Il rappelle, mais l'ignore. Elle ne se doute pas un instant que c'est moi. Parfait. Je ne suis pas grillé. J'avais douté un instant. Pour elle, je ne suis qu'un prêtre aussi inoffensif qu'il soit. L'apparence est souvent bien trompeuse. Je l'entends fulminer dans son studio.

« Des croquettes bordel. Des putains de croquettes ! Il m'a déjà fait le coup une fois... »

Ah, donc il se cherche entre eux. Intéressant.

« Il va voir, ce qu'il va voir... Mais sa réaction... »

Je n'entends pas tout. Mais elle doute de la réaction qu'il a eue.

« Il veut faire le malin... »

J'appuie sur une touche et lance la bande-son. Son téléphone sonne. Mais pas avec sa sonnerie habituelle. Une chanson de Vitaa, « mais t'es où » avec l'inconnu d'afficher sur son écran.

« Encore lui ? » s'égosille-t-elle.

Je souris de plus belle et me retiens de rire. Elle ne répond pas. Je réitère une nouvelle fois. Je l'entends grogner. Elle décroche. Moins patiente que la dernière fois.

« C'est quoi ton problème bâtard ? »

Elle est à bloc. J'active mon modulateur de voix. Baisse mon micro.

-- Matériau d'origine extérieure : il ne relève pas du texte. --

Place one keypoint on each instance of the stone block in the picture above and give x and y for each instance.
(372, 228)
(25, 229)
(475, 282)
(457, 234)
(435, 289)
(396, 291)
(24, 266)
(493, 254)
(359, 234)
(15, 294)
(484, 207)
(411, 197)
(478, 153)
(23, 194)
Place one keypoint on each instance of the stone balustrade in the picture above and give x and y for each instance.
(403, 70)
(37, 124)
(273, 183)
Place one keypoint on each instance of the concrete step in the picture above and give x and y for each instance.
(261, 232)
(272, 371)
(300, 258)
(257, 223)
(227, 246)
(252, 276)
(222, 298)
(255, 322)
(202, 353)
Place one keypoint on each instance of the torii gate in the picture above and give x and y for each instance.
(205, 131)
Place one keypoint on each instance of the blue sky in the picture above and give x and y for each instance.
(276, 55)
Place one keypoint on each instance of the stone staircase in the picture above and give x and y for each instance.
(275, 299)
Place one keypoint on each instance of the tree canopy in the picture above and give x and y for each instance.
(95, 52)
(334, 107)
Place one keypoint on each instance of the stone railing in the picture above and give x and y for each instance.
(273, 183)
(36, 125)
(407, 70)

— Bonjour, Madame Nyx ? Je me présente, Hervé du service des commandes d'Amazon. Nous avons fait une erreur dans votre...

« Vous vous foutez de ma gueule, j'espère ! »

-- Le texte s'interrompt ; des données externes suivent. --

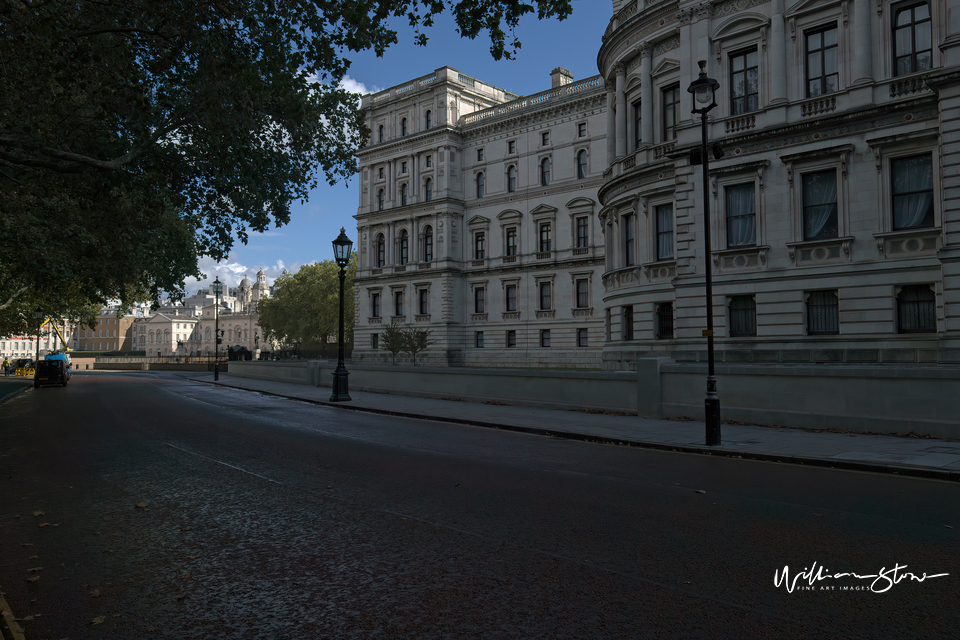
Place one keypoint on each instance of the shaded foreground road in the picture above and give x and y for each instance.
(268, 518)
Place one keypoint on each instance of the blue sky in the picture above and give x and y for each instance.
(572, 44)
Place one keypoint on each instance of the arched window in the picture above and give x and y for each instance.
(381, 251)
(545, 172)
(582, 164)
(428, 244)
(404, 247)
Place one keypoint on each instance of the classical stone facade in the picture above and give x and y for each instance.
(834, 206)
(478, 221)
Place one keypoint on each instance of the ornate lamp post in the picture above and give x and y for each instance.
(38, 316)
(704, 92)
(341, 253)
(217, 290)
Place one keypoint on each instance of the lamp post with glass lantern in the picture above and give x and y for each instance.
(704, 90)
(217, 290)
(341, 253)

Je plaindrais presque le pauvre Hervé s'il n'était pas fictif avec une voix efféminée.

— Je vous demanderai de rester poli. Nous avons oublié un article dans votre commande. Il est resté à l'entrepôt.

Silence. Son souffle se renforce.

« Je n'ai commandé qu'une seule chose », indique-t-elle le plus calmement possible.

Mais sa voix tremble de menace.

Je reprends.

— Sur votre commande, nous avons : un masque de ÇA, des croquettes de chien...

Sa langue claque sur son palais.

— Et une photo d'un caniche blanc entourée d'un cœur rose et d'une trace de lèvre.

Elle raccroche. Je me marre. Elle n'a pas rétorqué, mais je l'entends démonter son téléphone et broyer sa nouvelle carte. Sa porte d'entrée claque. Échec et mat, pour l'instant.